La vie de pôle emploi ou la fusion racontée par deux agents anpe et assedic.
Les associations de chômeurs demandent que le contrôle soit retiré de Pôle emploi, de façon à ce que l'indemnisation et la radiation ne soient pas du ressort d'un même organisme
Quelques milliers de personnes ont manifesté samedi dans plusieurs villes de France, dont Paris, Rennes ou Marseille, à l'appel des associations de chômeurs et de salariés précaires pour dénoncer leurs difficultés quotidiennes et le manque de ressources.
A Paris, la manifestation a rassemblé 1.400 personnes selon la police et 5.000 selon le président du Mouvement national des chômeurs et précaires (MNCP), Marc Desplats.
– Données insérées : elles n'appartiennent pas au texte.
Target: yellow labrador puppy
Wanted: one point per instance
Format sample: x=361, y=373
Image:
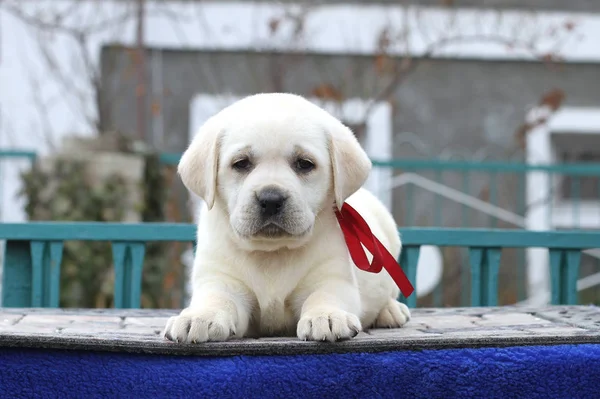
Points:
x=271, y=258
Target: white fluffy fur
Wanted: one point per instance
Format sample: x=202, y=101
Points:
x=304, y=281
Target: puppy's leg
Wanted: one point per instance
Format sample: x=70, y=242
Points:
x=393, y=315
x=330, y=312
x=220, y=308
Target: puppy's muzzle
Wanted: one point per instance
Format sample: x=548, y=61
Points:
x=271, y=201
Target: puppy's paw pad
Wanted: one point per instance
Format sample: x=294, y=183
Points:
x=203, y=326
x=328, y=326
x=393, y=315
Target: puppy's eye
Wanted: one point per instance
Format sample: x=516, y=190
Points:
x=304, y=165
x=242, y=164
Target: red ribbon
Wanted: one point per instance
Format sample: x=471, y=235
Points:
x=356, y=232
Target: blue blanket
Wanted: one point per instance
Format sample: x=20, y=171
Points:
x=565, y=371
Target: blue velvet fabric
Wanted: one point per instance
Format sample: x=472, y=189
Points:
x=562, y=371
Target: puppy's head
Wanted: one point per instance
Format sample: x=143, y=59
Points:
x=272, y=163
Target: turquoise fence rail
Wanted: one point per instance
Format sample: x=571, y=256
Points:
x=33, y=251
x=440, y=193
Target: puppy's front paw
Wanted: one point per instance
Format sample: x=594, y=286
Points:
x=328, y=326
x=194, y=326
x=393, y=315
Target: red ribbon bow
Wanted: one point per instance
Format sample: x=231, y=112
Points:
x=356, y=232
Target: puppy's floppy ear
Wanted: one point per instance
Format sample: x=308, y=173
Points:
x=350, y=163
x=199, y=163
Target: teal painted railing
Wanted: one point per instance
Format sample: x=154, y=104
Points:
x=32, y=262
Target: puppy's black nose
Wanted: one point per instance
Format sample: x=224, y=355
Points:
x=271, y=201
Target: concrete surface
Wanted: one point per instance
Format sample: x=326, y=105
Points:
x=139, y=331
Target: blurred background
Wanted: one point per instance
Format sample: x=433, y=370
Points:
x=476, y=114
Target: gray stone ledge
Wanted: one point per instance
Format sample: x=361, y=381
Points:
x=138, y=331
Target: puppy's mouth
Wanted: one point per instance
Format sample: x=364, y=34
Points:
x=272, y=230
Ils étaient 150 à Marseille, et 300 à 400 à Rennes, où la police a interpellé quatre manifestants, après des jets de projectiles, les banderoles annonçant que "l'armée de réserve du capitalisme s'insurge" ou réclamant "l'interdiction des licenciements".
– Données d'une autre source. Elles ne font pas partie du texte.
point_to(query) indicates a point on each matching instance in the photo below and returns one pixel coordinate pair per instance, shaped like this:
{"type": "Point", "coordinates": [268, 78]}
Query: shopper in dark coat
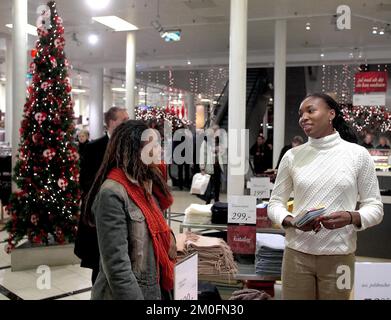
{"type": "Point", "coordinates": [262, 155]}
{"type": "Point", "coordinates": [86, 244]}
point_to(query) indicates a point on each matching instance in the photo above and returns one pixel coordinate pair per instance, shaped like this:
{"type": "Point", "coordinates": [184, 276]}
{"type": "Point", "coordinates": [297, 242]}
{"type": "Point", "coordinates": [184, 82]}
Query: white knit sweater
{"type": "Point", "coordinates": [330, 172]}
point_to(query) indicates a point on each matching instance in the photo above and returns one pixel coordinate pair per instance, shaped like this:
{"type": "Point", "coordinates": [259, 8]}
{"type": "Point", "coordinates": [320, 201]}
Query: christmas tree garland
{"type": "Point", "coordinates": [46, 207]}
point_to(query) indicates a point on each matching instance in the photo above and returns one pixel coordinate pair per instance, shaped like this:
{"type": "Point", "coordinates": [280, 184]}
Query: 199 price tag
{"type": "Point", "coordinates": [242, 209]}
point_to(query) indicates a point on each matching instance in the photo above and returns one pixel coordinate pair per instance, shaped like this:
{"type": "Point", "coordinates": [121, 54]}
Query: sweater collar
{"type": "Point", "coordinates": [326, 142]}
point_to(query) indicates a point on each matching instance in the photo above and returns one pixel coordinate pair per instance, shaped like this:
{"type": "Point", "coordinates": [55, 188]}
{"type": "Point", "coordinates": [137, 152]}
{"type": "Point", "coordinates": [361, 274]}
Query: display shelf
{"type": "Point", "coordinates": [247, 272]}
{"type": "Point", "coordinates": [222, 227]}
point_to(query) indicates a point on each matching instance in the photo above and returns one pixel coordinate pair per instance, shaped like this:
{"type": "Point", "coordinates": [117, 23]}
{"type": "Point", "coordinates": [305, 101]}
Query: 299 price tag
{"type": "Point", "coordinates": [242, 209]}
{"type": "Point", "coordinates": [240, 217]}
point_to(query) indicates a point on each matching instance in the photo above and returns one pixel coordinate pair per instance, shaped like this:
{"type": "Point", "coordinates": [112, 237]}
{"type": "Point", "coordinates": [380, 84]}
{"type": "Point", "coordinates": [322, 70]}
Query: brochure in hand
{"type": "Point", "coordinates": [308, 216]}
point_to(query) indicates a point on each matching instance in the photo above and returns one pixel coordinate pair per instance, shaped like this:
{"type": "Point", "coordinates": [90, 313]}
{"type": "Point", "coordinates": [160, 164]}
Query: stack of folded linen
{"type": "Point", "coordinates": [198, 214]}
{"type": "Point", "coordinates": [269, 254]}
{"type": "Point", "coordinates": [214, 255]}
{"type": "Point", "coordinates": [250, 294]}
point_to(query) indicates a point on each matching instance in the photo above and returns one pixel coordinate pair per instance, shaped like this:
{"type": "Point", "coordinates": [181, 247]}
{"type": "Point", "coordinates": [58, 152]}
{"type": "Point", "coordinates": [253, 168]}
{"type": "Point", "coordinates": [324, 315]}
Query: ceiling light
{"type": "Point", "coordinates": [98, 4]}
{"type": "Point", "coordinates": [115, 23]}
{"type": "Point", "coordinates": [30, 29]}
{"type": "Point", "coordinates": [93, 39]}
{"type": "Point", "coordinates": [118, 89]}
{"type": "Point", "coordinates": [171, 35]}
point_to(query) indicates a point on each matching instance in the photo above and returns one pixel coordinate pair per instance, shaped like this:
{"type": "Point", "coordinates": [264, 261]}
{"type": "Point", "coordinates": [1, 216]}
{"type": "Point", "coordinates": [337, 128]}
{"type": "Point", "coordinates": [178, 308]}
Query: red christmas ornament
{"type": "Point", "coordinates": [53, 61]}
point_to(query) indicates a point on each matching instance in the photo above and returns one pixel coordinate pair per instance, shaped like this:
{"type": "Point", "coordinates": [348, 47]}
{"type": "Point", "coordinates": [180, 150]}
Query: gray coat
{"type": "Point", "coordinates": [127, 263]}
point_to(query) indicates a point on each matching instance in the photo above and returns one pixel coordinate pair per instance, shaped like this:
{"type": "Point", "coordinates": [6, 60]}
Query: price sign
{"type": "Point", "coordinates": [186, 278]}
{"type": "Point", "coordinates": [372, 281]}
{"type": "Point", "coordinates": [260, 187]}
{"type": "Point", "coordinates": [242, 239]}
{"type": "Point", "coordinates": [242, 209]}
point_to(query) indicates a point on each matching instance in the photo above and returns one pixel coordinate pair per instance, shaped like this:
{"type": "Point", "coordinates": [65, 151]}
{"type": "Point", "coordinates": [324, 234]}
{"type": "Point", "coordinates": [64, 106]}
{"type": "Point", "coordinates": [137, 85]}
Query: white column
{"type": "Point", "coordinates": [96, 103]}
{"type": "Point", "coordinates": [8, 93]}
{"type": "Point", "coordinates": [190, 105]}
{"type": "Point", "coordinates": [108, 94]}
{"type": "Point", "coordinates": [130, 73]}
{"type": "Point", "coordinates": [279, 89]}
{"type": "Point", "coordinates": [237, 94]}
{"type": "Point", "coordinates": [19, 70]}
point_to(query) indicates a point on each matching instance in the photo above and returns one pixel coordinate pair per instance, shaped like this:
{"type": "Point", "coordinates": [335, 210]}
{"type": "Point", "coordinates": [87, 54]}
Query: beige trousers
{"type": "Point", "coordinates": [311, 277]}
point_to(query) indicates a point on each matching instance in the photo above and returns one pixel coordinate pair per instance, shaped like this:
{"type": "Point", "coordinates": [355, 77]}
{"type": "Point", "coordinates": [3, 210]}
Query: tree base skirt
{"type": "Point", "coordinates": [27, 256]}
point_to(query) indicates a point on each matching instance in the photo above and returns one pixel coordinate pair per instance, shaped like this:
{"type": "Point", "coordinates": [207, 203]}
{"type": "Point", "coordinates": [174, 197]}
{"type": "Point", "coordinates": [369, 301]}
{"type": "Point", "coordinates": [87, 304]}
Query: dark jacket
{"type": "Point", "coordinates": [263, 157]}
{"type": "Point", "coordinates": [128, 266]}
{"type": "Point", "coordinates": [86, 244]}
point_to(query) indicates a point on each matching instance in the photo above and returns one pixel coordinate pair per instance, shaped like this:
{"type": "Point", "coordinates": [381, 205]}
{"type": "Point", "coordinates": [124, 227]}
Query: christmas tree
{"type": "Point", "coordinates": [46, 206]}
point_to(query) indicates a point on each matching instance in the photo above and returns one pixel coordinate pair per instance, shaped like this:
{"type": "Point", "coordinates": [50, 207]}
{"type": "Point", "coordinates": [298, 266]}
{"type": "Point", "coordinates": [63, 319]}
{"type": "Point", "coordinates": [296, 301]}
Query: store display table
{"type": "Point", "coordinates": [247, 272]}
{"type": "Point", "coordinates": [222, 227]}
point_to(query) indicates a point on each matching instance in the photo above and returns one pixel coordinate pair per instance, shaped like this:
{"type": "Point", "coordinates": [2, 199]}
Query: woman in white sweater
{"type": "Point", "coordinates": [326, 171]}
A Paris, les manifestants portaient des gilets de protection jaunes fluorescents et des drapeaux jaunes, rouge ou orange de leurs quatre associations (Apeis, AC!, MNCP, CGT Chômeurs) en scandant "Chômage ras-le-bol!" ou encore "Cela ne peut plus durer, ça va péter".
"RSA, non non non. Une revenu décent oui oui oui. Un toit c'est un droit. Un revenu c'est un dû", ont-ils scandé à Marseille où le NPA et le Parti de gauche s'étaient joints au cortège.
La revendication "principale c'est un emploi pour tous" et "une augmentation des revenus des demandeurs d'emploi", a déclaré à Paris Marc Desplats, qui souhaite abolir la loi du 2 août 2008: "Il faut absolument sortir le contrôle des chômeurs de Pôle-Emploi", pour éviter que radiations et indemnisations soient du ressort du même organisme.
L'administration "dit aux agents de radier des gens pour que le nombre de chômeurs baisse. Celui qui donne les ordres maintenant c'est le payeur", a aussi dénoncé Philippe Villechavane, porte-parole de l'APEIS.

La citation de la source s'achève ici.